Têtu : C’est un rôle de rêve pour un acteur !

Simon Rex : Sean aime que ses films soient ouverts à toutes les interprétations mais la sexualité et la masculinité toxiques, c’est un vrai sujet pour les Américains, comme cette idée de l’énergie de la grosse bite (big dick energy stuff en VO, ndlr) qui aurait pu faire peur aux acteurs. Et puis grâce à ce rôle je suis à Cannes, assis avec vous, je n’aurais jamais cru que cela me serait arrivé un jour ! Jouer ce rôle c’était pour moi comme rouvrir une porte de mon passé mais tout en mentant et en riant, mais surtout sans jamais me prendre trop au sérieux.

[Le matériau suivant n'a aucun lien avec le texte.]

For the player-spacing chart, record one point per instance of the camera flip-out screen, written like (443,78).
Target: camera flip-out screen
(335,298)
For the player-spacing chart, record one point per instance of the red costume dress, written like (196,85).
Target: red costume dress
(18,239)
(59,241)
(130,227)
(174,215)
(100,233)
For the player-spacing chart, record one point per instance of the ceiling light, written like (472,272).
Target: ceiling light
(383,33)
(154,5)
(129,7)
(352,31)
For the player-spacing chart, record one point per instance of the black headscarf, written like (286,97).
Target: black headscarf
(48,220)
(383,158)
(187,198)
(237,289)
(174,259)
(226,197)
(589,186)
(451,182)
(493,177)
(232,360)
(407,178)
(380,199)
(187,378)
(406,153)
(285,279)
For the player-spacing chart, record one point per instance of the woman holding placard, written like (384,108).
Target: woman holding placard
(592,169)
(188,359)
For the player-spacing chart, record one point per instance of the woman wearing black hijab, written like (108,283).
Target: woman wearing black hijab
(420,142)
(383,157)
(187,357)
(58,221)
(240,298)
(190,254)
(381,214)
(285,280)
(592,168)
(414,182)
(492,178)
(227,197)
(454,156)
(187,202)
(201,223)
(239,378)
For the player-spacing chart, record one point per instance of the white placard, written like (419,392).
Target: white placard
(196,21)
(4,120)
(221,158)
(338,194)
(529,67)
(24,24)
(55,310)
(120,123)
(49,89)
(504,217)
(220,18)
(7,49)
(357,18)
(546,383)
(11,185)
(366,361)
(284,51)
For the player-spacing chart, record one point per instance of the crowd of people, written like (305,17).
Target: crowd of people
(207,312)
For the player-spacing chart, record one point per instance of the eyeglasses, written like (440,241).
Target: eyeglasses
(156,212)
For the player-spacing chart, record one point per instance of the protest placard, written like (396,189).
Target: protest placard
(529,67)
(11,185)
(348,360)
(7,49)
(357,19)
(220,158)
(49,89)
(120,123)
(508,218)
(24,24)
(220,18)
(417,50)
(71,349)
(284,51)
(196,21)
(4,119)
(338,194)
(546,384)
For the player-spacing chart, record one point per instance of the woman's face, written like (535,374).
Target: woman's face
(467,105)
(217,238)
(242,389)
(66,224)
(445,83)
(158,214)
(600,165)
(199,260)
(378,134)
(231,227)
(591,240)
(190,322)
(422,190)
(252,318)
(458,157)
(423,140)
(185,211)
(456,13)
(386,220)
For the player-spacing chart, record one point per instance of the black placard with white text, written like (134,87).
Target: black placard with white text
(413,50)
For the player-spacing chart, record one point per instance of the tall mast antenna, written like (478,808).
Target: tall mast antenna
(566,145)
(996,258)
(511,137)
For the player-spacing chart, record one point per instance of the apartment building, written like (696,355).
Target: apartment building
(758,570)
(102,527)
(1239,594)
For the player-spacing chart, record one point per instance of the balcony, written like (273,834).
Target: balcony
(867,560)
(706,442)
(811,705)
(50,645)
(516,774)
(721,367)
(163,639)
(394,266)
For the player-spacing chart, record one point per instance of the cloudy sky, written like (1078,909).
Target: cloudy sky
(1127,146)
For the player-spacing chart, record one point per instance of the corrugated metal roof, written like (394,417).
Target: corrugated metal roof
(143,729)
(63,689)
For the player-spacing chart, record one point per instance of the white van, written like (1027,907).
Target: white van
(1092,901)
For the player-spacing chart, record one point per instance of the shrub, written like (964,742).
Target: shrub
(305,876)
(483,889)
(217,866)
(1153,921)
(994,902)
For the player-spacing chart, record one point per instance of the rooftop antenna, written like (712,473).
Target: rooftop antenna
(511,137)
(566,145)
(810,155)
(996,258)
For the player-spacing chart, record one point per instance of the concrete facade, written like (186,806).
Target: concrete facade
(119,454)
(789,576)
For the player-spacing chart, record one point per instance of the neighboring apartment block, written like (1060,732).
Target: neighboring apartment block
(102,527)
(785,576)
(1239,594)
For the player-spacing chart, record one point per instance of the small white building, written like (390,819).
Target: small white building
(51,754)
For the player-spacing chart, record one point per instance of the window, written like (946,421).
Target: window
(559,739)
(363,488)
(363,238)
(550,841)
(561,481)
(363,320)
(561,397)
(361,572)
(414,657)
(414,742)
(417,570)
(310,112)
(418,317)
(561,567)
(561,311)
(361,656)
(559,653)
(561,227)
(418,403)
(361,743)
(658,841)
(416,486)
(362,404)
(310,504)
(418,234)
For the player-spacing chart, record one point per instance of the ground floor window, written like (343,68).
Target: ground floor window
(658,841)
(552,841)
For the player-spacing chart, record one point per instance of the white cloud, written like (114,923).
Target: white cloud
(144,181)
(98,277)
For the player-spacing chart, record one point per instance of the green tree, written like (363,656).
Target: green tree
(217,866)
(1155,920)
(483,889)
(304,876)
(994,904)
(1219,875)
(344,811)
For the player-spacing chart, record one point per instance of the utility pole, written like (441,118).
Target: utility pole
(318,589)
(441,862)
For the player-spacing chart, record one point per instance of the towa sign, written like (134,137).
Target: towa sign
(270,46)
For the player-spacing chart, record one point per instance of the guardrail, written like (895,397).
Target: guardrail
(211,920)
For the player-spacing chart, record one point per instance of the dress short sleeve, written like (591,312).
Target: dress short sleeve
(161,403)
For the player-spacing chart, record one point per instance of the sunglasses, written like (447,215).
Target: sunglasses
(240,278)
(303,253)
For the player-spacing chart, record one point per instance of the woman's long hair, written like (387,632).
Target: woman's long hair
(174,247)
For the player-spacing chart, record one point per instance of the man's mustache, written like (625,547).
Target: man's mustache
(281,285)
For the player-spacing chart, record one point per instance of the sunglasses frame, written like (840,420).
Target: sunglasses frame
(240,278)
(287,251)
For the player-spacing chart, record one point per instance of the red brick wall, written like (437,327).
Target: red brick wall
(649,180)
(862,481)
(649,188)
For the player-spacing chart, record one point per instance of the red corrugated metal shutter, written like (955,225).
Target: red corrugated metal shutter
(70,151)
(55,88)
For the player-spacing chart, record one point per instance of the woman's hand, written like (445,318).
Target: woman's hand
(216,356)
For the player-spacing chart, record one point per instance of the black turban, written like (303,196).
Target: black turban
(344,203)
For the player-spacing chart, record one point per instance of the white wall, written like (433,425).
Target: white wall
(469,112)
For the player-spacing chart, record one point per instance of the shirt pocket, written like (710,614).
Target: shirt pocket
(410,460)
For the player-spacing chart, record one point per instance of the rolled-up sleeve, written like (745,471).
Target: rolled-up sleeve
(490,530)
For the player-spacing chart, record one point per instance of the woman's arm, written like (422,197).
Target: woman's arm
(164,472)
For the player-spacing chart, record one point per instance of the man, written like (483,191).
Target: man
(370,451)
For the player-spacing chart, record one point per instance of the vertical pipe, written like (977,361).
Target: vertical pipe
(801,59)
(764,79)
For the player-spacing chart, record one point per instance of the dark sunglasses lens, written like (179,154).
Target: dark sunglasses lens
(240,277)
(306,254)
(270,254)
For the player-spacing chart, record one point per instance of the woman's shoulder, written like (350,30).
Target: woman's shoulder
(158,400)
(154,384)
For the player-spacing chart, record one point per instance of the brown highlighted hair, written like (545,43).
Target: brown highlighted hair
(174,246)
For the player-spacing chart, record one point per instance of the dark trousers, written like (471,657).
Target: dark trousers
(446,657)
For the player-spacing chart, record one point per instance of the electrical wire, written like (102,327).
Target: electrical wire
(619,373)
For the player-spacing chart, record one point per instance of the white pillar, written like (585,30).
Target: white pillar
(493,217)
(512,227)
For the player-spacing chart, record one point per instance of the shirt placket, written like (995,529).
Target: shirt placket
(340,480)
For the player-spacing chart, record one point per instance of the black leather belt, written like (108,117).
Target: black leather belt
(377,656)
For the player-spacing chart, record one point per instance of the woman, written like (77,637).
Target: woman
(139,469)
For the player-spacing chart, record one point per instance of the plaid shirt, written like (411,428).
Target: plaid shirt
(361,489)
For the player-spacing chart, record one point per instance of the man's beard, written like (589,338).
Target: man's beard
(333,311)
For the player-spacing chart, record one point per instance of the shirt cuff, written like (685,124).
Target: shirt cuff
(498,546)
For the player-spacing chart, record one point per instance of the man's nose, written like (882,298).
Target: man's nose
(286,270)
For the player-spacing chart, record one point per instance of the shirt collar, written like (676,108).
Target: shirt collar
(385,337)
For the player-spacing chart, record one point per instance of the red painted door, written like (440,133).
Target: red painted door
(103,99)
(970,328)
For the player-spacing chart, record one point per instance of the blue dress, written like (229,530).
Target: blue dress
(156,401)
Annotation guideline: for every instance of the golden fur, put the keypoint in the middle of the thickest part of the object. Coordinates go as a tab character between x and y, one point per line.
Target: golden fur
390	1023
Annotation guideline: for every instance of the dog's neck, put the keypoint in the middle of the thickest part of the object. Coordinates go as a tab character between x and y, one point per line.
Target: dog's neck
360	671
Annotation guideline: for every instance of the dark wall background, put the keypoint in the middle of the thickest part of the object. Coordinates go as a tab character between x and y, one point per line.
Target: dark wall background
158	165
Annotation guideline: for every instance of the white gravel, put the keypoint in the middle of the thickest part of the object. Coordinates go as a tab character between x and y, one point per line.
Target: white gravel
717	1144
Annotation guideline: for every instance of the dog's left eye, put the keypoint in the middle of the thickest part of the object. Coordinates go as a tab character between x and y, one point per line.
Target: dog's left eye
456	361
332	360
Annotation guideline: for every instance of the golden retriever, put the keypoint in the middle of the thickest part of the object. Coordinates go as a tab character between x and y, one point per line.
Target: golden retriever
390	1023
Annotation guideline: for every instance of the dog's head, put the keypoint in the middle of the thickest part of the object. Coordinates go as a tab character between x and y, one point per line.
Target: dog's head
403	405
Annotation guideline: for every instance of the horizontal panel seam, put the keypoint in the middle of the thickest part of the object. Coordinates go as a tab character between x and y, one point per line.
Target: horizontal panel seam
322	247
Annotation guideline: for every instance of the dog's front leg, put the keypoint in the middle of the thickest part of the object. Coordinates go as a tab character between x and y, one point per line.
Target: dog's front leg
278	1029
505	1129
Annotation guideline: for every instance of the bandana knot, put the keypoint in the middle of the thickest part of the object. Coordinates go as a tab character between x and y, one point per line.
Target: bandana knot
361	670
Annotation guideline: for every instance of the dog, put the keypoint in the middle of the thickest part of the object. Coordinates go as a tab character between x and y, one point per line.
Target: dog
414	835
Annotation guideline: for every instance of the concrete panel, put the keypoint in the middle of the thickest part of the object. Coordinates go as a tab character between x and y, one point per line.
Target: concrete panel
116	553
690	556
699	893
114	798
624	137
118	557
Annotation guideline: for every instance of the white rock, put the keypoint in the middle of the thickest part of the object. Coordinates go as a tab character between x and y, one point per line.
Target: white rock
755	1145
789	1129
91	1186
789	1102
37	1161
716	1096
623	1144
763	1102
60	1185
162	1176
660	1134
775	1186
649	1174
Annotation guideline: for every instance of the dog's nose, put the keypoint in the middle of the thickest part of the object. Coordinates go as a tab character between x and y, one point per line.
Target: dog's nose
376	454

J’ai 46 ans et je fais un peu le point sur ma vie mais je me suis dit qu’il fallait le faire même si j’ai eu un peu peur que cela fasse remonter des choses à la surface mais je peux gérer. C’est un rôle à dimensions multiples, le film est drôle, sexy et j’en suis très fier. C’est ce dont je suis le plus fier jusqu’ici ! 

Têtu : Vous êtes une véritable icone gay, comment le vivez-vous ?  

Simon Rex : Cela fait si longtemps que, maintenant, j’y suis habitué ! Rien de nouveau ! Cela fait plus de 25 ans. Parfois, cela peut être un peu gênant d’être vu par la communauté gay ou par les femmes comme un objet sexuel, d’être regardé par des gens qui ne pensent qu’à une chose bien précise mais c’est la vie. Et cela arrive à plein de gens d’être objectivés. Je m’en fous un peu, sans vouloir être sexiste, je pense que cela m’a aidé à comprendre les femmes qui sont plus souvent regardées comme des objets par les hommes hétéros.